In the concrete implementation, the double-clutch automatic gearbox does not allow the two clutches to work simultaneously in the working process, and if the two clutches work simultaneously, the two clutches can transmit torque simultaneously, so that the whole machine is damaged. In this embodiment, as shown in fig. 2, the oil path a and the oil path B are safety protection oil paths, and the principle of the clutch branch is as follows: when the first clutch branch works, the pressure oil acts on the second clutch branch through the oil path B to adjust the second clutch branch to control the second clutch, the second pressure control slide valve 21 on the second clutch branch is opened, and the pressure points of the two clutches for transmitting torque are basically equivalent. Therefore, when the first clutch is operated, the pressure thereof is higher than the pilot pressure supplied from the second pressure pilot control valve 19 corresponding to the inactive second clutch, and at this time, the second pressure control spool 21 corresponding to the second clutch cannot be opened, that is, the second clutch cannot be operated. The first pressure control spool 20 and the second pressure control spool 21 both adopt an area difference design, so that when the output of the first pressure pilot control valve 18 corresponding to the first clutch is small, a large clutch pressure can be provided, and when the output of the second pressure pilot control valve 19 corresponding to the second clutch is small, a large clutch pressure can be provided, so that when the first clutch works, even if the second pressure pilot control valve 19 corresponding to the second clutch fails, a certain pressure can be provided, but the certain pressure is still lower than the working pressure of the second clutch, so that only when the pressure of the second clutch is eliminated, the first pressure control spool 20 corresponding to the first clutch can be opened, and the first clutch starts to work.
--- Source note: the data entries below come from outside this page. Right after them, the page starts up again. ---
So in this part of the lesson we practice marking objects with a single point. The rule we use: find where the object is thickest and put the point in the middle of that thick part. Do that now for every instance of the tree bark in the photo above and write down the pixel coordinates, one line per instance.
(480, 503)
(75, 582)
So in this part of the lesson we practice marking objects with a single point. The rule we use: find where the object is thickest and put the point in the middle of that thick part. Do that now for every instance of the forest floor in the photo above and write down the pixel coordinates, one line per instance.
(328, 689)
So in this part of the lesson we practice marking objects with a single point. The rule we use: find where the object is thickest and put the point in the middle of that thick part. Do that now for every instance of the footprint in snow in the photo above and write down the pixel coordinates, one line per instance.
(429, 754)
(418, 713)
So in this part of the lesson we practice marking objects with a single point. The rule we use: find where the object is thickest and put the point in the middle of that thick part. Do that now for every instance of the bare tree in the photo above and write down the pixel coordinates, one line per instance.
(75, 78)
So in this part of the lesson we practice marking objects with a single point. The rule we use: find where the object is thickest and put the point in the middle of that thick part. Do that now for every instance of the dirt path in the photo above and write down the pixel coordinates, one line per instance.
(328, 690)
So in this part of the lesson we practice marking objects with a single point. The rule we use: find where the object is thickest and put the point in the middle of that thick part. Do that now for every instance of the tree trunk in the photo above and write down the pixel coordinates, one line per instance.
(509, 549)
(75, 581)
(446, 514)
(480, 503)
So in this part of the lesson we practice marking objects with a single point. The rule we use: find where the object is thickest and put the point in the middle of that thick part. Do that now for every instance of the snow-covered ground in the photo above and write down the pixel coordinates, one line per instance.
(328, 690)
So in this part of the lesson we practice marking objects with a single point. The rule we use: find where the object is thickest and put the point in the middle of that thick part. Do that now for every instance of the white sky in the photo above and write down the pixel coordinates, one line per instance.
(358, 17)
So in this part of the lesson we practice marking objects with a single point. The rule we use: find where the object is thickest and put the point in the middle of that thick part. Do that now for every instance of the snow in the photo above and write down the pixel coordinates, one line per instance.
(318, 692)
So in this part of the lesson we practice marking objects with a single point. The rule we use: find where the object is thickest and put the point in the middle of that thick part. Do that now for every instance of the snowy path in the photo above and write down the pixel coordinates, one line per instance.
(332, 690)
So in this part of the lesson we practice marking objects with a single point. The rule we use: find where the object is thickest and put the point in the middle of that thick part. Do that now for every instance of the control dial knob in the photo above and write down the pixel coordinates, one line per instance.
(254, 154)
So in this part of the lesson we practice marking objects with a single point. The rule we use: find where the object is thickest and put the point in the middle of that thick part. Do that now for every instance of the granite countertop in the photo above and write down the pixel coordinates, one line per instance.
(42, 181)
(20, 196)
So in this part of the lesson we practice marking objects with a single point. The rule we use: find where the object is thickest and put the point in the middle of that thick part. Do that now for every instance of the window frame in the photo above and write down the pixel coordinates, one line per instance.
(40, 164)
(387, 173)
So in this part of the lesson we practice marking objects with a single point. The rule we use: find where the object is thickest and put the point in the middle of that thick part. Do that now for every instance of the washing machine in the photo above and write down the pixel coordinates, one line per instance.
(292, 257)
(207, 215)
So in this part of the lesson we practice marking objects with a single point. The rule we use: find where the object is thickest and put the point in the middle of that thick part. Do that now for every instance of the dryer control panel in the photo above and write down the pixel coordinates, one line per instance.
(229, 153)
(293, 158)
It will be appreciated that the first clutch branch actuates the first pressure control spool 20 via the first pressure pilot control valve 18 to effect pressure control of the first clutch branch; the second clutch branch drives a second pressure control spool 21 through a second pressure pilot control valve 19, and pressure control of the first clutch branch and the second clutch branch is realized.

The pressure response characteristic of the clutch branch is important for the performance of the drivability of the whole vehicle, particularly the performance in a low-temperature environment, and the response characteristic is strongly related to the flow area in an oil way. In the design process of the electromagnetic valve, in order to realize light weight and miniaturization, the external dimension of the general design is as small as possible, so that the flow characteristic cannot reach a high state, and the cost of the electromagnetic valve is increased along with the increase of the external dimension under the condition of equivalent characteristics.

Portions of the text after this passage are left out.